In the autumn of 1810 he went to University College, Oxford, and at once struck up an extreme intimacy with a fellow-student, Mr. Thomas Jefferson Hogg. The bond between them was a common love of intellectual enquiry and of literature. Probably also Mr. Hogg, like Shelley, had a sceptical turn in religious matters; but the enthusiastic and revolutionary elements of the poet's mind found no counterpart in his friend's, whose writings on the contrary exhibit him to us in the quality of a high Tory, an easy man of the world, and one habituated to regard all things from a caustic, and even a somewhat cynical, point of view. With vigorous and little supervised study, an intimate friendship, active habits, the simplest tastes, and (according to the best testimony) the purest habits in morals, Shelley greatly enjoyed the period of his Oxford studentship: but it was not to last long.

Soon after his arrival at the university he showed Hogg some poems he was proposing to publish. Hogg saw that they were poor stuff, and told him as much; and eventually he and Shelley set to work at converting their juvenilities into intentional and caricatured extravagances. In this altered form the book was published as Posthumous Fragments of Margaret Nicholson, edited by John Fitzvictor;

the supposititious authoress being a crazy washerwoman who had attempted the life of George the Third, and who was now not in reality dead, but vegetating in a madhouse. This farrago of burlesqued revolutionary commonplaces was accepted in good-faith, and even admired, by university men.

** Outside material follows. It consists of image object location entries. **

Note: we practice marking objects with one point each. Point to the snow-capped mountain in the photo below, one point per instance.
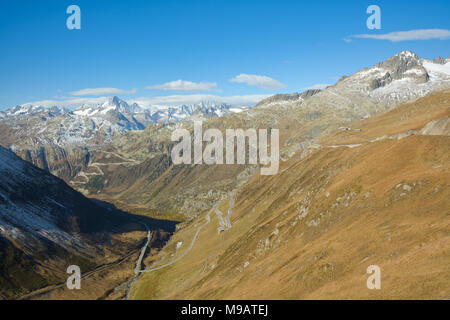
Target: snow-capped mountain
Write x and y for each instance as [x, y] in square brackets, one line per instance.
[93, 125]
[60, 139]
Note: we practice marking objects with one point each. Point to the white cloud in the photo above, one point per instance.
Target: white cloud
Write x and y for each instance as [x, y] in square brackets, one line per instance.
[185, 86]
[420, 34]
[319, 86]
[258, 81]
[101, 92]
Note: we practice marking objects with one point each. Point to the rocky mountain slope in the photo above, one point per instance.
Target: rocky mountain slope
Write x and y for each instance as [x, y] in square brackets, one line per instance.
[45, 226]
[135, 171]
[60, 140]
[374, 193]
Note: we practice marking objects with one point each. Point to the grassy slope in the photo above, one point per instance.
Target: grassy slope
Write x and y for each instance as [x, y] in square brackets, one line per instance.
[312, 230]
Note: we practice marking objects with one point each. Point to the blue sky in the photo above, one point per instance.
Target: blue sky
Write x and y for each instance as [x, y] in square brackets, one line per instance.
[130, 45]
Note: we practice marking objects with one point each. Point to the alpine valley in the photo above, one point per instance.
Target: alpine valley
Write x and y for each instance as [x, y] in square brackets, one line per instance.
[364, 180]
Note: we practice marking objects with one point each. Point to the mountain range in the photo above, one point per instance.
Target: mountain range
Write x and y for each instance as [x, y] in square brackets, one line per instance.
[363, 180]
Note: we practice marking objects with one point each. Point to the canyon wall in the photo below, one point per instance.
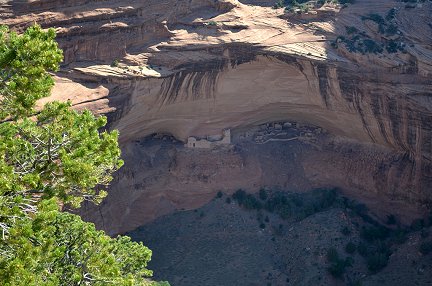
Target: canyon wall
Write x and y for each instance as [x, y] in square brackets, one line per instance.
[194, 68]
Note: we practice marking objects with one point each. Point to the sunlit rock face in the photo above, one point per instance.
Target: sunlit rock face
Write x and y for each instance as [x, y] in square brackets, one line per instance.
[195, 68]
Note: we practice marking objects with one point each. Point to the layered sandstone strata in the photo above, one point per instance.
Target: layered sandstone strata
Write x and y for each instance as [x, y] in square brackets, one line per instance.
[195, 68]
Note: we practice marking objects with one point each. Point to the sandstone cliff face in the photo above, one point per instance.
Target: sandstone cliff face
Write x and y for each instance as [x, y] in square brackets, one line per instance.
[193, 68]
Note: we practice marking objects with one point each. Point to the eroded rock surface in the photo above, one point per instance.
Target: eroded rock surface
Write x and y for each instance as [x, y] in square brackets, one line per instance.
[194, 68]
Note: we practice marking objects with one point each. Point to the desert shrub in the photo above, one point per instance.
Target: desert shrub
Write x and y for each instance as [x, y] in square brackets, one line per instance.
[346, 231]
[370, 46]
[417, 224]
[374, 17]
[371, 233]
[239, 196]
[338, 266]
[426, 247]
[115, 63]
[350, 248]
[377, 261]
[391, 219]
[351, 30]
[399, 236]
[263, 195]
[391, 14]
[332, 255]
[251, 203]
[363, 249]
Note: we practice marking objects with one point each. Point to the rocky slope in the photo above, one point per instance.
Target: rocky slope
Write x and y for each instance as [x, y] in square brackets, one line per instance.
[193, 68]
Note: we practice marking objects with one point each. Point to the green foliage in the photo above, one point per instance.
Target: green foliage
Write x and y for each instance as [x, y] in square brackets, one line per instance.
[61, 249]
[51, 161]
[25, 61]
[61, 153]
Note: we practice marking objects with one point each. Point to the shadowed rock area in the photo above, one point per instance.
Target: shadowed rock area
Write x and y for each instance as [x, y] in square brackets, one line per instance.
[195, 68]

Shelley had contracted at Eton, under the influence of Dr. Lind, a habit of writing pseudonymously to varicus literary personages on speculative and other subjects. At Oxford he continued this practice, and drew up a little syllabus which he termed The Necessity of Atheism, and which he circulated, enclosed in letters (of course not avowing his real name) wherein he professed to have come across the pamphlet, and to be unable to refute its arguments. It is, I think, futile to deny that the author of The Necessity of Atheism was himself, when he wrote it, an atheist : he had indeed been named "Shelley the Atheist" at Eton, though some controversy as to the true origin of that term has arisen. A breakdown was likely to ensue, and did ensue. Shelley was denounced to the authorities of his College as the probable author of the atheistic pamphlet ; was summoned to admit or deny the charge; and, on refusing to do either, was expelled. Hogg, who had been his confidant and coadjutor, shared the same fate.

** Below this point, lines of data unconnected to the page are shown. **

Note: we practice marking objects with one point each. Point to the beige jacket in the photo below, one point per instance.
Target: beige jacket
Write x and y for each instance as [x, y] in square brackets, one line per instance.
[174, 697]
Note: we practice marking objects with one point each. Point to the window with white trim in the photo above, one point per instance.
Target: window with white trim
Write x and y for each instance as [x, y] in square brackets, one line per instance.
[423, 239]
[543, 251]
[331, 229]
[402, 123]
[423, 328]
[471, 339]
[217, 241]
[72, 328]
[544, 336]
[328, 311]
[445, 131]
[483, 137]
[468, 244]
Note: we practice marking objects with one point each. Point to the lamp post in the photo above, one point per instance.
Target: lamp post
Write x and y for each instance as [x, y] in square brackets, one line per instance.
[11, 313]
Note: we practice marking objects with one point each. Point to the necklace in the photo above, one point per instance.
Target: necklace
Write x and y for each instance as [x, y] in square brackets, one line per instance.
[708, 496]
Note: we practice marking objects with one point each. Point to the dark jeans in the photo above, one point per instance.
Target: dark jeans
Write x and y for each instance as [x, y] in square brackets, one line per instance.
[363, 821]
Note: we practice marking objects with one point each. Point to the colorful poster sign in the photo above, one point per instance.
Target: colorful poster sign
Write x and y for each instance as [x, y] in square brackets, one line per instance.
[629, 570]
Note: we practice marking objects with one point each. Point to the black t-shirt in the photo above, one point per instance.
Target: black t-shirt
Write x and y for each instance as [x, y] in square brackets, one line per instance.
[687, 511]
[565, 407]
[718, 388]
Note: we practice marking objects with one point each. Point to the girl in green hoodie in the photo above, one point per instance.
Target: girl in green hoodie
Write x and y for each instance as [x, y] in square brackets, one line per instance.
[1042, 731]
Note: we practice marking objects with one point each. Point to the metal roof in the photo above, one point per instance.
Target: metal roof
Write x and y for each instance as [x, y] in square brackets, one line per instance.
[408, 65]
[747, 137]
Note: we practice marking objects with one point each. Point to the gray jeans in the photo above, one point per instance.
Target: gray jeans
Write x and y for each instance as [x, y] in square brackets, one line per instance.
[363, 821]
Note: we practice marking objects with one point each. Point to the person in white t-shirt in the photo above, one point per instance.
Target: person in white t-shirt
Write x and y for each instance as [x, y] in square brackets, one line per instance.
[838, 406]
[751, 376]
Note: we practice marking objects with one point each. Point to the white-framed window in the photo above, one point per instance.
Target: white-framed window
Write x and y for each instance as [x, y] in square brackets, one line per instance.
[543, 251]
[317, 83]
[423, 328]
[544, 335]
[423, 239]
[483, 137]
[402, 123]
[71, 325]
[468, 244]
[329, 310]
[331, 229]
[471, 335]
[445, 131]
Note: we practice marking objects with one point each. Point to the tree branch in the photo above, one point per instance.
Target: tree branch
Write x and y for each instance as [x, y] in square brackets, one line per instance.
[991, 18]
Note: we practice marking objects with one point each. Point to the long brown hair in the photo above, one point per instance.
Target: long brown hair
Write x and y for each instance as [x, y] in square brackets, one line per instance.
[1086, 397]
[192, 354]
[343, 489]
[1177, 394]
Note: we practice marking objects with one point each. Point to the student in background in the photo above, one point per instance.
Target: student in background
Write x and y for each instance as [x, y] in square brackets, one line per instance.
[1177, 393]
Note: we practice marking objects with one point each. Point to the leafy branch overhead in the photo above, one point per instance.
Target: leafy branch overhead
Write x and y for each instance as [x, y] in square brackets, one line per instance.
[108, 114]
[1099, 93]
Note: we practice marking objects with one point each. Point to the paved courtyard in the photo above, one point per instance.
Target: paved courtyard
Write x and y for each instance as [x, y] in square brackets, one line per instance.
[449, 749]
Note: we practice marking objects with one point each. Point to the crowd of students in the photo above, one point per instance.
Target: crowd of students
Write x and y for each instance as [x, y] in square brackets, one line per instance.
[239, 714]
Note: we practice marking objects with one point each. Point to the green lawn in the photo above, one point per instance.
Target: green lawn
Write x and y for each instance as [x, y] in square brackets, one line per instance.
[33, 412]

Shelley and Hogg left Oxford for London on the 26th of March 1811, and soon separated, as the latter had to go to York to study conveyancing. Shelley was in the first instance excluded from his paternal home, and lived mainly on the pocket-money which his sisters goodnaturedly hoarded, and sent round to him by a schoolfellow, Harriett Westbrook. After a short while, however, his father relented, and allowed the delinquent £200 per annum. must be added that Percy was the reverse of a dutiful son. Difference of ideas and of character, and the frequent conflicts of circumstance, inspired him with a strong antipathy to his father, transcending to all appearance the bounds of reason, and certainly those of filial respect and obligation.

It

Harriett Westbrook now becomes the most important figure in Shelley's singular and chequered career. She was a very pretty blonde, aged sixteen, the daughter of a retired Hotel-keeper in easy circumstances. Shelley visited at her father's house, and soon talked Harriett out of the ordinary routine of religious and moral assumptions. Afterwards, while he was on a visit to a cousin in Wales, Harriett corresponded with him, alleging many horrors of petty persecution on her father's part, and she volunteered to "throw herself on his protection." Shelley returned to London.